By Emma-Victoria Farr and Toby Sterling
AMSTERDAM (Reuters) -The company that owns the WeTransfer file service is cancelling its initial public offering (IPO), Europe’s first prominent tech flotation of the year, it said on Thursday, citing volatile market conditions.
WeRock, best known for the WeTransfer file transfer service, had planned a Jan. 28 flotation on Amsterdam’s Euronext that would have valued the company at between 629 million and 716 million euros ($714 million-813 million).
It said in a statement that it had made the decision to cancel the listing “despite substantial investor interest”. It will continue “pursuing our strategy and continuing our growth trajectory”, Chief Executive Gordon Willoughby added.
Before cancelling its listing, which was to have included both a primary and secondary share offer, WeRock had slightly scaled back ambitions for the valuation of a part of it.
The IPO market closely reflects investors’ appetite for risk and they tend to become more reluctant to commit large chunks of cash to a single company if the broader economic environment is showing signs of strain.
Global stock markets have had a bumpy start to the year, with the EuroStoxx 600 technology index down 6% since the company announced its intention to float on Jan. 12.
2021 was “an extraordinary year for equity formation globally – dare I say one that is unlikely to be repeated any time soon”, said James Fleming, global co-head of equity capital markets at Citigroup Inc.
Following a bumper first half of listings in 2021, deal cancellations and postponements began to be seen towards year-end, with France’s Icade Sante and Switzerland’s Chronext pulling deals in October.
There was also a shift in investor mood in the United States, with Peleton rival iFIT dropping its IPO plans, while shares in fitness centre operator Life Time’s opened 8% below their offer price on its debut.

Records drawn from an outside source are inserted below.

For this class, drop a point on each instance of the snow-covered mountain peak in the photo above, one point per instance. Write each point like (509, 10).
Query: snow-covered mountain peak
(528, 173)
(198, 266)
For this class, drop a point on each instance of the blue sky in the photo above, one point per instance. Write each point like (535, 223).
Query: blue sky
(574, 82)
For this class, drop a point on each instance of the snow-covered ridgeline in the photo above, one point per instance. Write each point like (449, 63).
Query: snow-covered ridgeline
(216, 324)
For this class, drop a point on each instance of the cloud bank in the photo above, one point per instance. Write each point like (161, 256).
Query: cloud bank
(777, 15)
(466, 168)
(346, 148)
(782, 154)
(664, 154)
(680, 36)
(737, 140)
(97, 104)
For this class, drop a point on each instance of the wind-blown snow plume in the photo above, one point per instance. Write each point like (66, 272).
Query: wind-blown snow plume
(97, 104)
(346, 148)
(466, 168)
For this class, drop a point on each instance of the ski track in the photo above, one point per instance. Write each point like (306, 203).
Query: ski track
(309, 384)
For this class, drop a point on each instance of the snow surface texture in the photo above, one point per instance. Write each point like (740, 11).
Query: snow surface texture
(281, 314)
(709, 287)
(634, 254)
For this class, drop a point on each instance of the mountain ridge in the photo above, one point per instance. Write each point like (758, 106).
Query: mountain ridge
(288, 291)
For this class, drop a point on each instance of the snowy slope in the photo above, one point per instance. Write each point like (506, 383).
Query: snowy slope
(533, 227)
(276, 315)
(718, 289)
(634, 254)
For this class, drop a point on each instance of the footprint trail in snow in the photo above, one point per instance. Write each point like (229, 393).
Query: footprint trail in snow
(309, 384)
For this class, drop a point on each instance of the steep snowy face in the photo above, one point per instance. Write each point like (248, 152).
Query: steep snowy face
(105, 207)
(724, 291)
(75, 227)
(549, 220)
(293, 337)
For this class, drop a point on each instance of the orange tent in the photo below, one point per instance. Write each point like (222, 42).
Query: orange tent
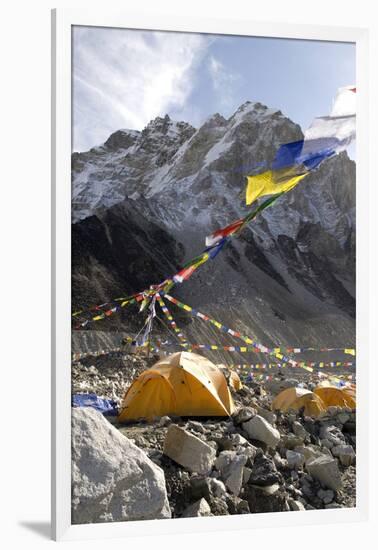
(295, 399)
(182, 384)
(339, 397)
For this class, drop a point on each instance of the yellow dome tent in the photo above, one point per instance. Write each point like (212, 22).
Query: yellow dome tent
(339, 397)
(295, 399)
(183, 384)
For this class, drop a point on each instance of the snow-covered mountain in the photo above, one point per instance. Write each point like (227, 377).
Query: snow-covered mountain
(143, 203)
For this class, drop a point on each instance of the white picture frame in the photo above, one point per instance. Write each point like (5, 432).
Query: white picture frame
(62, 21)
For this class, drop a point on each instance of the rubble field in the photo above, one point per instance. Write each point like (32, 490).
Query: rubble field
(255, 461)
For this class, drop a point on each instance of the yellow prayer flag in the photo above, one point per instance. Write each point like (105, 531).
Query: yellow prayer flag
(265, 184)
(98, 317)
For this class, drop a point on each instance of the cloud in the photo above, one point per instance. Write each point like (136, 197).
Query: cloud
(223, 81)
(124, 78)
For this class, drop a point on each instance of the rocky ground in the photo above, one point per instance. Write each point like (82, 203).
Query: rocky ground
(256, 461)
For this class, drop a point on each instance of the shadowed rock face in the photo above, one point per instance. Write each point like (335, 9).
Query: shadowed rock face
(144, 202)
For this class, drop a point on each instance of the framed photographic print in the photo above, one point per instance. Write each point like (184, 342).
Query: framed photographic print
(209, 274)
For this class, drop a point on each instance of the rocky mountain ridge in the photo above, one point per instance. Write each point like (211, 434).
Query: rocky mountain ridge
(144, 201)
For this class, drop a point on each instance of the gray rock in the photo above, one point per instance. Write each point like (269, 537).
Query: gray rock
(326, 496)
(343, 417)
(244, 414)
(263, 472)
(268, 415)
(238, 439)
(333, 434)
(112, 479)
(188, 450)
(332, 505)
(165, 421)
(218, 488)
(198, 509)
(195, 426)
(290, 441)
(299, 430)
(345, 454)
(258, 428)
(295, 461)
(246, 474)
(296, 505)
(200, 487)
(231, 467)
(268, 490)
(325, 470)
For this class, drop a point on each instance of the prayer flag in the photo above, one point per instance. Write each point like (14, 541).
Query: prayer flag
(265, 184)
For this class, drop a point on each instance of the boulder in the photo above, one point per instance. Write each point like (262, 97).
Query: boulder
(263, 471)
(259, 429)
(200, 487)
(238, 439)
(197, 509)
(231, 467)
(237, 505)
(112, 479)
(345, 454)
(326, 496)
(165, 421)
(325, 470)
(268, 415)
(217, 487)
(299, 430)
(244, 414)
(295, 461)
(188, 450)
(333, 434)
(290, 441)
(296, 506)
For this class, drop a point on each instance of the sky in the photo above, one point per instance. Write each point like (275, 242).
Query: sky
(125, 78)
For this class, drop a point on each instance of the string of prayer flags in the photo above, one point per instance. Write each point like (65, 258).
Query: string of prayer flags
(258, 347)
(263, 184)
(172, 322)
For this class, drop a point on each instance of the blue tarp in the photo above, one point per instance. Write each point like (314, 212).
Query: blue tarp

Irena Goldberg, a partner at Highland Europe, which holds a 55% stake in WeRock, said Highland remains committed to helping the company grow and does not rule out the possibility of a future listing.
“WeTransfer has demonstrated a strong track record of profitable growth,” she said in a messaged statement.
“The fact that market conditions mean the company will not list at this time in no way changes those intentions.”
WeRock reported adjusted earnings before interest, taxes, depreciation and amortization (EBITDA) of 21.3 million euros on revenue of 72 million euros for the first nine months of 2021, and is targeting annual revenue growth above 20% in the medium term.